The board of OverFifty Group (OFG) was in disarray yesterday following a shareholder meeting that voted for the removal of four directors, including company chairman Murray Chessell.
Despite OFG issuing an 11th hour attempt to persuade shareholders to vote against its own director John McBain's resolutions to remove board members, shareholders left OFG's incumbent board stunned by overwhelmingly siding with McBain at yesterday's annual general.
As a result, four new directors including three independent directors nominated on shareholders' behalf by McBain were appointed to the board.
"The OverFifty Group needs the fresh ideas and financial discipline that these new directors will bring to the board," McBain said.
"For too long the group has underperformed the market and its peers - this new board has the corporate experience and drive to reverse that.
"The board still retains a majority of independent directors, but it now has directors who can ensure the company pursues a profitable new direction."

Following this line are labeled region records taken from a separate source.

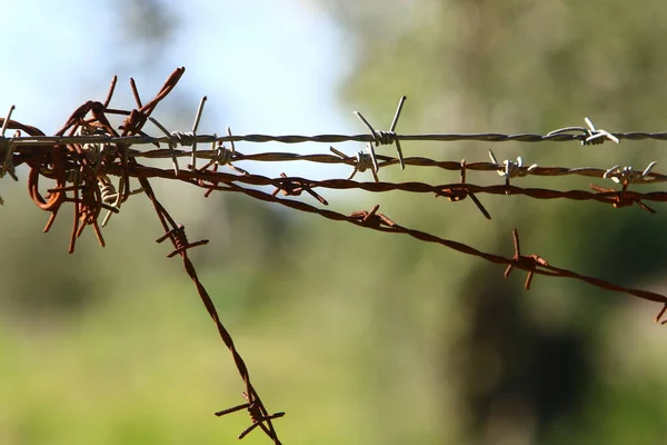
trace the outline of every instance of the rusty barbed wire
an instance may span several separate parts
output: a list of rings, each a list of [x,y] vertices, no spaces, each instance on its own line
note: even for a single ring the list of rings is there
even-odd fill
[[[466,244],[438,237],[432,234],[408,228],[397,224],[394,219],[384,214],[379,214],[379,205],[370,210],[358,210],[350,215],[319,208],[301,200],[287,199],[279,197],[282,194],[288,197],[297,197],[303,192],[317,200],[322,206],[328,206],[327,199],[320,195],[322,190],[365,190],[369,192],[407,191],[412,194],[432,194],[435,197],[445,197],[451,202],[458,202],[470,198],[480,212],[487,219],[491,215],[486,210],[478,195],[502,195],[526,196],[534,199],[573,199],[586,201],[599,201],[614,207],[626,207],[637,204],[644,210],[655,212],[644,201],[667,201],[667,191],[638,192],[628,190],[633,185],[648,185],[654,182],[664,182],[666,175],[651,171],[656,161],[651,161],[641,170],[634,169],[631,166],[615,165],[607,168],[594,167],[544,167],[528,162],[524,165],[524,159],[518,157],[516,160],[506,159],[498,161],[492,151],[489,150],[489,161],[467,162],[450,160],[436,160],[427,157],[416,157],[404,155],[400,141],[465,141],[476,140],[484,142],[500,141],[521,141],[521,142],[544,142],[544,141],[580,141],[583,145],[599,145],[606,140],[618,144],[620,140],[667,140],[667,132],[621,132],[613,134],[598,129],[586,118],[588,127],[567,127],[547,135],[534,134],[426,134],[426,135],[398,135],[395,132],[397,121],[406,97],[401,97],[388,131],[376,130],[375,127],[360,113],[356,112],[362,123],[369,129],[366,135],[317,135],[317,136],[269,136],[269,135],[232,135],[227,128],[226,136],[200,135],[198,134],[199,121],[207,100],[206,96],[201,99],[199,108],[190,131],[169,131],[153,116],[153,111],[159,102],[165,99],[176,87],[185,72],[185,68],[175,70],[163,83],[161,89],[148,102],[143,103],[133,79],[130,79],[130,88],[135,98],[136,108],[126,110],[110,108],[117,78],[111,81],[109,92],[103,102],[89,100],[77,108],[67,119],[64,126],[53,136],[47,136],[41,130],[12,120],[12,106],[6,118],[0,119],[0,178],[9,175],[18,180],[16,169],[21,165],[28,167],[28,190],[30,198],[38,208],[49,212],[48,221],[43,231],[48,231],[57,218],[64,204],[71,204],[73,207],[73,222],[69,239],[69,251],[73,253],[77,239],[82,235],[87,226],[91,226],[98,243],[103,247],[104,238],[102,228],[109,221],[109,217],[120,211],[121,205],[130,196],[145,194],[151,201],[158,219],[160,220],[163,234],[157,239],[162,243],[169,239],[173,250],[168,257],[180,256],[183,261],[183,268],[190,279],[193,281],[198,295],[207,309],[209,316],[216,324],[218,334],[227,348],[230,350],[236,367],[245,384],[245,390],[241,393],[246,399],[245,404],[233,406],[228,409],[218,411],[217,416],[223,416],[238,411],[247,411],[250,415],[251,425],[243,431],[239,438],[243,438],[251,431],[261,429],[275,444],[280,444],[278,434],[272,425],[272,421],[285,415],[282,412],[269,414],[257,390],[250,383],[248,368],[237,350],[231,335],[220,320],[219,314],[206,290],[199,280],[193,264],[188,257],[188,250],[192,247],[202,246],[208,240],[191,243],[188,240],[185,227],[177,224],[170,214],[160,204],[152,189],[150,180],[162,178],[167,180],[179,180],[188,185],[193,185],[203,190],[205,197],[212,191],[240,192],[250,198],[279,204],[290,209],[317,214],[323,218],[337,221],[347,221],[358,227],[410,236],[417,240],[438,244],[449,249],[465,255],[471,255],[482,258],[487,261],[505,265],[505,278],[508,278],[514,269],[526,271],[527,278],[525,288],[529,289],[535,275],[549,277],[571,278],[585,281],[589,285],[611,291],[625,293],[627,295],[646,299],[649,301],[663,304],[663,308],[656,317],[656,322],[666,324],[664,319],[667,310],[667,297],[648,290],[635,289],[613,284],[599,278],[577,274],[566,268],[559,268],[541,256],[522,255],[519,246],[519,236],[517,229],[512,231],[515,253],[511,257],[504,257],[495,254],[484,253]],[[113,128],[109,116],[117,115],[123,117],[122,123],[118,129]],[[153,137],[145,132],[146,123],[152,122],[165,136]],[[6,137],[7,130],[14,130],[14,135]],[[26,135],[26,136],[23,136]],[[335,147],[330,147],[328,154],[291,154],[291,152],[260,152],[245,155],[238,151],[235,142],[269,142],[277,141],[283,144],[300,142],[326,142],[337,144],[345,141],[365,142],[365,149],[358,150],[356,155],[348,156]],[[167,149],[160,148],[167,145]],[[209,149],[201,149],[198,144],[210,145]],[[228,148],[226,144],[229,144]],[[155,145],[153,149],[139,150],[133,146]],[[381,155],[376,151],[378,146],[395,145],[397,157]],[[179,148],[180,146],[180,148]],[[191,147],[189,149],[185,147]],[[179,159],[188,157],[190,162],[186,168],[181,168]],[[142,159],[167,158],[172,162],[172,168],[158,168],[140,164]],[[203,166],[198,166],[198,161],[205,160]],[[261,161],[261,162],[285,162],[285,161],[309,161],[319,164],[345,165],[351,167],[351,174],[346,179],[309,179],[301,177],[290,177],[281,172],[279,177],[268,177],[249,172],[235,165],[238,161]],[[201,162],[199,162],[201,164]],[[391,182],[380,180],[379,170],[389,166],[398,165],[401,169],[410,167],[435,167],[450,171],[459,172],[459,182],[447,184],[427,184],[420,181]],[[228,167],[231,172],[223,171],[221,168]],[[354,180],[357,174],[370,170],[372,181]],[[495,171],[501,177],[502,184],[497,185],[476,185],[468,181],[467,171],[479,172]],[[552,190],[546,188],[518,187],[516,184],[520,178],[535,177],[557,177],[577,175],[590,178],[597,178],[605,181],[613,181],[619,186],[618,189],[600,185],[590,185],[590,190]],[[46,192],[40,191],[40,178],[48,178],[54,185],[48,188]],[[118,178],[116,182],[113,178]],[[133,186],[138,184],[138,187]],[[118,184],[118,186],[116,186]],[[272,188],[267,192],[261,187]],[[308,198],[310,199],[310,198]],[[2,200],[0,199],[0,205]],[[107,210],[102,224],[98,222],[101,211]]]

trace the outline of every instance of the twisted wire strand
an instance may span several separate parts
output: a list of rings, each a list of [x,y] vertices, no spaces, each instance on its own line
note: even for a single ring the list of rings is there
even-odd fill
[[[644,170],[635,170],[633,167],[614,166],[607,169],[593,167],[539,167],[530,165],[524,167],[521,158],[517,161],[505,160],[498,162],[491,154],[492,162],[470,162],[464,161],[440,161],[428,157],[404,157],[400,141],[484,141],[484,142],[502,142],[502,141],[520,141],[520,142],[566,142],[579,141],[581,145],[599,145],[607,140],[618,142],[619,140],[667,140],[667,132],[620,132],[610,134],[601,129],[597,129],[593,122],[586,118],[588,128],[568,127],[551,131],[547,135],[535,134],[421,134],[421,135],[398,135],[394,130],[400,115],[405,97],[399,101],[397,112],[389,131],[376,131],[374,127],[359,113],[359,118],[370,130],[364,135],[316,135],[316,136],[270,136],[270,135],[231,135],[228,129],[226,136],[218,135],[199,135],[197,128],[203,109],[206,97],[202,98],[199,110],[196,115],[192,129],[189,132],[169,131],[163,128],[155,118],[151,117],[158,103],[169,95],[176,87],[177,82],[185,72],[185,68],[175,70],[167,79],[161,89],[156,93],[153,99],[142,103],[136,83],[130,79],[130,86],[137,103],[137,108],[132,110],[112,109],[109,108],[111,97],[116,87],[116,78],[111,82],[109,93],[104,102],[87,101],[79,107],[68,118],[66,125],[54,135],[46,136],[41,130],[22,125],[11,120],[11,111],[4,119],[0,119],[0,178],[4,174],[9,174],[12,178],[18,179],[13,172],[16,167],[26,164],[29,167],[28,188],[31,199],[42,210],[50,212],[49,220],[44,227],[48,231],[53,220],[56,219],[59,209],[63,204],[73,204],[74,222],[70,236],[69,251],[74,250],[74,241],[81,235],[83,228],[88,225],[92,226],[94,234],[100,243],[104,245],[101,236],[100,227],[97,222],[102,208],[111,212],[118,212],[121,202],[125,202],[130,195],[143,192],[150,199],[156,210],[156,214],[163,227],[165,235],[158,241],[169,239],[173,245],[173,251],[168,256],[179,255],[183,261],[183,268],[188,276],[193,281],[199,297],[206,307],[208,314],[215,322],[218,333],[225,345],[231,352],[233,362],[237,366],[239,375],[245,383],[246,390],[243,397],[247,403],[235,406],[232,408],[222,409],[216,413],[221,416],[237,411],[246,409],[250,415],[252,424],[243,431],[239,438],[245,437],[255,428],[261,429],[275,444],[280,444],[278,435],[272,426],[271,421],[281,417],[285,413],[269,414],[265,408],[257,390],[250,383],[248,368],[238,353],[231,335],[222,325],[220,317],[213,306],[213,303],[208,295],[206,288],[199,280],[195,266],[188,258],[188,249],[205,245],[208,241],[201,240],[197,243],[188,241],[185,228],[177,225],[173,218],[167,212],[165,207],[157,199],[153,189],[150,185],[151,178],[163,178],[169,180],[180,180],[187,184],[195,185],[206,189],[205,196],[211,191],[232,191],[241,192],[255,199],[260,199],[269,202],[289,207],[293,210],[318,214],[327,219],[348,221],[356,226],[370,228],[374,230],[402,234],[425,243],[434,243],[456,251],[476,256],[494,264],[506,265],[505,277],[507,278],[512,270],[517,268],[528,273],[525,284],[526,289],[530,287],[532,275],[544,275],[551,277],[563,277],[578,279],[597,286],[603,289],[625,293],[637,298],[656,301],[663,304],[663,309],[656,317],[660,322],[663,315],[667,312],[667,297],[647,290],[634,289],[619,286],[599,278],[588,277],[575,271],[558,268],[549,265],[544,258],[537,255],[521,255],[519,251],[518,233],[514,233],[515,255],[511,258],[499,255],[484,253],[475,249],[462,243],[445,239],[432,234],[407,228],[400,226],[389,219],[386,215],[379,214],[379,206],[372,210],[355,211],[349,216],[342,215],[327,208],[318,208],[312,205],[279,198],[278,192],[282,191],[287,196],[297,196],[306,191],[312,198],[317,199],[321,205],[327,206],[327,200],[318,195],[313,189],[360,189],[370,192],[387,192],[401,190],[416,194],[434,194],[435,196],[447,197],[449,201],[460,201],[470,197],[485,217],[490,219],[490,215],[481,206],[475,197],[476,194],[489,195],[521,195],[535,199],[574,199],[574,200],[595,200],[604,204],[611,204],[614,207],[625,207],[637,204],[647,211],[655,210],[648,208],[641,201],[667,201],[667,191],[637,192],[628,190],[630,185],[643,185],[653,182],[664,182],[667,180],[666,175],[660,175],[650,171],[655,166],[655,161],[650,162]],[[107,115],[120,115],[125,117],[120,131],[117,131],[109,122]],[[151,137],[143,132],[143,127],[148,121],[152,121],[165,134],[162,137]],[[4,131],[13,129],[19,132],[13,137],[6,137]],[[28,136],[21,136],[23,132]],[[367,144],[369,154],[358,151],[357,156],[347,156],[331,147],[331,154],[291,154],[291,152],[260,152],[253,155],[243,155],[235,149],[235,142],[282,142],[282,144],[301,144],[301,142],[365,142]],[[223,144],[230,142],[231,149],[227,149]],[[168,149],[160,149],[160,144],[166,144]],[[198,150],[197,144],[210,144],[210,150]],[[386,146],[389,144],[396,145],[398,157],[390,157],[376,154],[375,146]],[[158,149],[139,150],[133,146],[139,145],[156,145]],[[178,147],[181,148],[178,148]],[[191,146],[191,149],[185,149],[183,146]],[[187,169],[179,168],[178,158],[190,157],[191,165]],[[161,169],[157,167],[148,167],[141,165],[141,159],[159,159],[171,158],[173,169]],[[199,168],[197,160],[207,159],[208,162]],[[308,179],[301,177],[289,177],[281,174],[280,177],[270,178],[267,176],[250,174],[233,165],[236,161],[265,161],[265,162],[282,162],[282,161],[310,161],[320,164],[346,165],[351,167],[352,174],[348,179]],[[440,184],[431,185],[418,181],[389,182],[380,181],[378,170],[382,167],[399,165],[402,168],[406,166],[412,167],[435,167],[445,170],[459,171],[460,181],[458,184]],[[219,167],[228,166],[237,174],[219,171]],[[362,172],[367,169],[371,170],[374,181],[356,181],[352,177],[357,172]],[[466,180],[466,171],[495,171],[505,177],[505,184],[479,186],[469,184]],[[525,176],[567,176],[578,175],[591,178],[611,179],[619,185],[619,189],[603,188],[593,186],[593,191],[588,190],[551,190],[545,188],[521,188],[510,184],[510,178]],[[39,190],[39,178],[47,177],[56,182],[56,186],[42,195]],[[113,185],[108,176],[120,178],[120,190],[115,190]],[[103,178],[99,180],[99,178]],[[141,188],[137,191],[131,191],[130,179],[136,178]],[[275,187],[272,194],[257,189],[257,187]],[[0,204],[2,201],[0,200]],[[108,216],[106,217],[108,219]],[[103,226],[104,224],[102,224]],[[663,320],[663,324],[667,320]]]
[[[182,134],[181,134],[182,135]],[[667,140],[667,132],[646,132],[628,131],[610,134],[619,140]],[[480,142],[585,142],[588,136],[586,134],[499,134],[499,132],[478,132],[478,134],[416,134],[400,135],[396,134],[391,140],[396,141],[431,141],[431,142],[457,142],[457,141],[480,141]],[[151,145],[173,142],[173,137],[153,137],[148,135],[138,136],[22,136],[11,138],[17,149],[21,146],[53,146],[68,144],[127,144],[127,145]],[[303,144],[303,142],[375,142],[372,135],[189,135],[188,142],[193,144],[210,142],[280,142],[280,144]]]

The new independent directors are Henry Davis York partner Roger Dobson, KPMG former audit partner Peter Done and Trustees Executors head of corporate development Deepak Kumar Gupta. The fourth new director is Century Funds Management general manager, property Jason Huljich.
The new directors replace former directors Jonathon Forster, Malcolm Gray, Robert Officer and chairman Murray Chessell, who were all voted off the board.
OFG released a notice to shareholders yesterday warning them that if McBain's resolutions were passed shareholders would surely surrender control of OFG to him.
"In these circumstances it is clear to me, that Mr McBain would for all practical purposes be in control of the board and that Mr Martin's (Chris Martin) tenure on the bard and as managing director would be in Mr McBain's hands," the notice said.
Earlier this month McBain sent a letter to shareholders claiming the underperformance of the company had been overlooked with current board members allegedly more interested in selling the group.
OFG released a counter letter asking shareholders to reject McBain's move to replace directors, stating that the current board had: "overseen growth in share value in excess of 140 per cent on the $1 issue price in 2002, and has consistently delivered strong dividend income to shareholders".
In October, McBain, who owns 12 per cent of the listed group and managers the group's property arm, Century Funds Management, lodged legal proceedings against OFG claiming the board denied him access to documents released by the company's appointed strategic review adviser Macquarie Bank.
OFG managing director Chris Martin did not return calls by deadline.